Poniedziałek po deszczu

Poniedziałek, 18 lipca 2016 · Komentarze(2)
Ruszam dopiero o 7:20, nieco wcześniej solidnie lało, zresztą pada u nas z przerwami od tygodnia, trochę mam dość burz, ulew... ale cóż... trzeba jechać do pracy. W sumie źle nie ma, powinny rosnąć grzyby ;)... Może będzie wysyp? 

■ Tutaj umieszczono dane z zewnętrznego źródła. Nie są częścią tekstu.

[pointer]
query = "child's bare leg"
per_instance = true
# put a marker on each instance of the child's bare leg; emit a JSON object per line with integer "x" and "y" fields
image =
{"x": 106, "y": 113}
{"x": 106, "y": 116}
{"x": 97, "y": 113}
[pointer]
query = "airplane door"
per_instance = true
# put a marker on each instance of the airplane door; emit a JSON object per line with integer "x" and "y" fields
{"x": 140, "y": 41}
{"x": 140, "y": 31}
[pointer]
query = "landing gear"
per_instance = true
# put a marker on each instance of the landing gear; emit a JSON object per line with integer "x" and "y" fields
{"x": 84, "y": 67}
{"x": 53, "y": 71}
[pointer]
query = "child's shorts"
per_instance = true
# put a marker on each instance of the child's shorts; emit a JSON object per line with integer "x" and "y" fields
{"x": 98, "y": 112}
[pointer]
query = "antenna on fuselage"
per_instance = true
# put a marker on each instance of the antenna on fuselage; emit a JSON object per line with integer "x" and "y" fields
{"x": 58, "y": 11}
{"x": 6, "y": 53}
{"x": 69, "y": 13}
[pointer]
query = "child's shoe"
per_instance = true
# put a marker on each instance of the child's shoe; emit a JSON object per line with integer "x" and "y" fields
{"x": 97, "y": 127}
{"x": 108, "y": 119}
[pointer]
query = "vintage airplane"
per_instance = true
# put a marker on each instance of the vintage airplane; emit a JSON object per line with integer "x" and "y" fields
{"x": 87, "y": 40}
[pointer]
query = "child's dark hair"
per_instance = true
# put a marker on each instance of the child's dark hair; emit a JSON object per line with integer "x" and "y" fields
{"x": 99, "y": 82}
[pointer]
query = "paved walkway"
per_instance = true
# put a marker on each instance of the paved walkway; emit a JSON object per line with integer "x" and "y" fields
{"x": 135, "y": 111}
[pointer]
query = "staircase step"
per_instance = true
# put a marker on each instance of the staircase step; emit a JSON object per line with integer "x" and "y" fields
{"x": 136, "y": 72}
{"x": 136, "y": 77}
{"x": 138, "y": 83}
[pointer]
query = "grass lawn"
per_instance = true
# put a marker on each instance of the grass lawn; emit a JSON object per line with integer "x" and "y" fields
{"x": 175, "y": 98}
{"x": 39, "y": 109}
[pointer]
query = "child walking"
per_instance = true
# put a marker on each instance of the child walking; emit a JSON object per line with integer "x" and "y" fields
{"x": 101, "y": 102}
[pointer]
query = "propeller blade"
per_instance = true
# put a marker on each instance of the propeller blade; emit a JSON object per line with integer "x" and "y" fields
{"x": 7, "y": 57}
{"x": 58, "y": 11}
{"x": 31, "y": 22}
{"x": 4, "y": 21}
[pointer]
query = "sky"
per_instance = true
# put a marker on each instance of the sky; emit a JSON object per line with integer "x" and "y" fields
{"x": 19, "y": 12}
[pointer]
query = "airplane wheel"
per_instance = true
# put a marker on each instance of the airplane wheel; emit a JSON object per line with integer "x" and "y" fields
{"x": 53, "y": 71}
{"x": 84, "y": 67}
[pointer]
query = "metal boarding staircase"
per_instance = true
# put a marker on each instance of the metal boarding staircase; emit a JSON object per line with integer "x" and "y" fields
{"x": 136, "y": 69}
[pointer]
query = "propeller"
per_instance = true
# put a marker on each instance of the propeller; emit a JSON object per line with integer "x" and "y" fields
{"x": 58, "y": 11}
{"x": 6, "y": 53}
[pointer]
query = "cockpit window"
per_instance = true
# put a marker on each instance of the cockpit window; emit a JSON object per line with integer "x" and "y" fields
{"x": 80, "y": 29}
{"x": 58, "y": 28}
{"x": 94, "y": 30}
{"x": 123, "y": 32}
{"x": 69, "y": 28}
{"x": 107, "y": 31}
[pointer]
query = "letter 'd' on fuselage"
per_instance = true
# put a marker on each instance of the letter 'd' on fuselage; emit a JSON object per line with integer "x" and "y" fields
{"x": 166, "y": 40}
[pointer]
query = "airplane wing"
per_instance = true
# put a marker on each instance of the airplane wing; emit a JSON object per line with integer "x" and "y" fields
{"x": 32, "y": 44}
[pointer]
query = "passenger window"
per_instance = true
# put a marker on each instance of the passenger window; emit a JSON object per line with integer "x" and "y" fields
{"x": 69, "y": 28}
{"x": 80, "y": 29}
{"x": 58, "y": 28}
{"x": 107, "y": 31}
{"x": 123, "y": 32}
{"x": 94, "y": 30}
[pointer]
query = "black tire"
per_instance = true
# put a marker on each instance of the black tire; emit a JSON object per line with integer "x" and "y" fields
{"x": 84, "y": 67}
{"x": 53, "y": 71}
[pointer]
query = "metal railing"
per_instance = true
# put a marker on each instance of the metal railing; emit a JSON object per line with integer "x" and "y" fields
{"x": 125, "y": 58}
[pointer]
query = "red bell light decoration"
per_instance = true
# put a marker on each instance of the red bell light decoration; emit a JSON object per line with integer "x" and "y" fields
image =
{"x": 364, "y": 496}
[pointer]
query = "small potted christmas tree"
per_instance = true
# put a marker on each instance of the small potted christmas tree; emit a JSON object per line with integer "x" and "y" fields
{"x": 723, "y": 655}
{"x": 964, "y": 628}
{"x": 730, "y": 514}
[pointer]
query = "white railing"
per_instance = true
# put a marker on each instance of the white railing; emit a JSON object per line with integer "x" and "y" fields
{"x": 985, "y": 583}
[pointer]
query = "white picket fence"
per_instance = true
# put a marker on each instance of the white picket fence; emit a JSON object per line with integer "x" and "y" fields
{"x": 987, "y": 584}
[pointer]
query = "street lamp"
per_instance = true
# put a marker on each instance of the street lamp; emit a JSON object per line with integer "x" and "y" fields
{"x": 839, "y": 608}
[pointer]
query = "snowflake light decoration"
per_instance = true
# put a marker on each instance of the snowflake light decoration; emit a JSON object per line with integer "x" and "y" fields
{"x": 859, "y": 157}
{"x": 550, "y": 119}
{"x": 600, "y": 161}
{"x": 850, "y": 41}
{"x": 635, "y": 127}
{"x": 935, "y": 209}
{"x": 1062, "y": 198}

Na tą chwilę muszę się skupić na jeździe, dobrze, że ruch niewielki, szkoda tylko że wieje w twarz... i że drogi mokre... przydało by się tak kilka dni ciepełka... kilka dni lata... a nie jesieni czy przedłużającej się wiosny... Może to odwet za zeszłoroczne długie lato?

Pustki na drogach to dla mnie o tyle dobra wiadomość, że w zasadzie nigdzie nie stoję, przelatuję wszystkie skrzyżowania, wyjazdy, muszę jedynie uważać w miejscach gdzie woda trochę za dużo wypłukała, tak jest już w Kochłowicach i podobne sytuacje mają miejsce w Bielszowicach, prawie na granicy z Pawłowem. 

Chwilę wcześniej padało
Chwilę wcześniej padało © amiga
Wypłukana ziemia... efekt ostatnich ulew
Wypłukana ziemia... efekt ostatnich ulew © amiga
Nieciekawa pogoda
Nieciekawa pogoda © amiga
Co do rowerzystów to się ich dzisiaj nie spodziewałem, tyle, że już w Katowicach natknąłem się na kilku, 2 sztuki w Zabrzu i kilka w Gliwicach.  Sam dojazd wyjątkowo bez problemów, bez wariatów...  Mogło by tak już zostać... 
Są rowerzyści ;)
Są rowerzyści ;) © amiga
W firmie widać wakacje, pusto... zdaje się, że spora część załogi wyjechała... 

Komentarze (2)

Limit Te chmury straszą, temperatura też taka sobie...

amiga 10:14 wtorek, 19 lipca 2016

Jakby mniej dziś rowerzystów ale ci stale dojeżdżający jak zwykle na trasie mimo dwuznacznej aury.